Abrió sus manos para alcanzar el volantín.
Desde abajo, parecía tan sencillo; casi como arrancar trozos a las nubes cuando el invierno rugía sobre su cabeza.
Los caballos corrían alrededor del sendero, y ella decidió correr un poco más rápido para subirse a uno de ellos e impulsarse; tal vez de esa manera, el volatín tricolor finalmente llegaría a su poder.
Su juventud se alimentó con el deseo de triunfar; sus piernas se movieron rápido, con la ilusión de alcanzar a los caballos; solo se interpuso una reja de madera, un tanto vieja, un tanto húmeda y gastada por las lluvias incesantes del sur, verde sur.
El salto fue limpio, la caída no tanto.
Abrió sus manos para tocarse la rodilla, que ahora sangraba y se llenaba de la tierra del camino.
Su cabeza comenzó a girar, o el mundo mismo, o quizás era ese movimiento del planeta que le habían hablado en el colegio.
Los caballos estaban lejos, casi como el volantín que ahora, en su tricolor brillante, parecía sonreírle e invitarla a jugar.
Sus ojos viajaron también; se encontró con la mirada atenta de su madre, que ya corría hacia los prados húmedos; en sus manos aún tenía los rastros de la ensalada de achicoria y el tomate recién cortado; sabía bien la pequeña que el almuerzo estaba a la vuelta del reloj; las pantrucas recién hechas, el vasito de jugo de naranja. Su madre con los ojos llenos de lágrimas por la cebolla de la ensalada chilena, que tanto le gustaba a su padre.
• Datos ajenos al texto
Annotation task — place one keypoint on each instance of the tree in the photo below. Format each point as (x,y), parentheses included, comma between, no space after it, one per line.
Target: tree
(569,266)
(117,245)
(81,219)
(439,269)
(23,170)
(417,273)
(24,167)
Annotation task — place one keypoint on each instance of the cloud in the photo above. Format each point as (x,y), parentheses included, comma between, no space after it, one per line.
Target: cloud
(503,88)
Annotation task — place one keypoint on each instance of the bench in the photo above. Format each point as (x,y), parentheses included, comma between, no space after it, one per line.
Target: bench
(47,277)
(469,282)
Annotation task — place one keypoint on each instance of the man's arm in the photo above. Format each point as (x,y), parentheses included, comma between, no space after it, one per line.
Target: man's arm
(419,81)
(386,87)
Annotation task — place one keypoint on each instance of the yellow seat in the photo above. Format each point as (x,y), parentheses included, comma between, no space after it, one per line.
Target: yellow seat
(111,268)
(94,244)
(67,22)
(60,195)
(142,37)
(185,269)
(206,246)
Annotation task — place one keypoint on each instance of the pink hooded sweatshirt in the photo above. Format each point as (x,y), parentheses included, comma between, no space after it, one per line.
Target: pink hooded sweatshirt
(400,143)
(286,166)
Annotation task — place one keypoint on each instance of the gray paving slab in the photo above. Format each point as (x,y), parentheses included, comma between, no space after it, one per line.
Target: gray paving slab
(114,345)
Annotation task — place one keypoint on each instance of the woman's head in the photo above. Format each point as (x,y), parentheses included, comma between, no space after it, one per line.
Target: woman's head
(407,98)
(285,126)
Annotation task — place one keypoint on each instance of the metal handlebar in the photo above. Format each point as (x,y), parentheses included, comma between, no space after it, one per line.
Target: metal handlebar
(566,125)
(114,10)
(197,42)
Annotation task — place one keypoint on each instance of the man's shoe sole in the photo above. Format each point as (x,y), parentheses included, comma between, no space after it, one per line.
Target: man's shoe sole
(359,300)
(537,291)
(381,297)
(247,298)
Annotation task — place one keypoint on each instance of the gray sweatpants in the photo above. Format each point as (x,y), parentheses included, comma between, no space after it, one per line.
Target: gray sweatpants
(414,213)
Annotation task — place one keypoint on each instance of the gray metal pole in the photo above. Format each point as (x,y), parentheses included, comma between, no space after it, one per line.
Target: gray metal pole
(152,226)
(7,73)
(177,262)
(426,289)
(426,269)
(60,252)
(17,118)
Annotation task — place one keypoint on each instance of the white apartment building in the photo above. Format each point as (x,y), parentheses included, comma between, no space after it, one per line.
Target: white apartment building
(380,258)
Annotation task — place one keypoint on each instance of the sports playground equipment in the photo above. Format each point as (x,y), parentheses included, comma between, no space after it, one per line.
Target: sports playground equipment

El padre, sentado en el rincón de la chimenea sorbiendo la bombilla del mate.
Los brazos de su madre eran tibios, siempre lo eran; esta vez no fue la excepción. La temperatura adecuada para sentirse protegida; las manos cerradas sobre la herida que parecía sanar casi de manera automática.
La pequeña elevó la vista, un poco más centrada
el volantín, ahora caía balanceándose lentamente; bailando al ritmo del viento de verano, bailando su último baile. La niña rió; su madre la miró con un dejo de preocupación, pero con la calma necesaria para no infundirle temor. La niña volvió a reír, porque ahora el tricolor descansaba sobre su árbol favorito. el que tenía la pequeña casa de madera en su base, aquella que su padre, entre mate y mate, había construido para su deleite.
Esa noche, el volantín descansó entre los sueños de la pequeña y un montón de peluches. Afuera, la tormenta resonaba, aun, distante.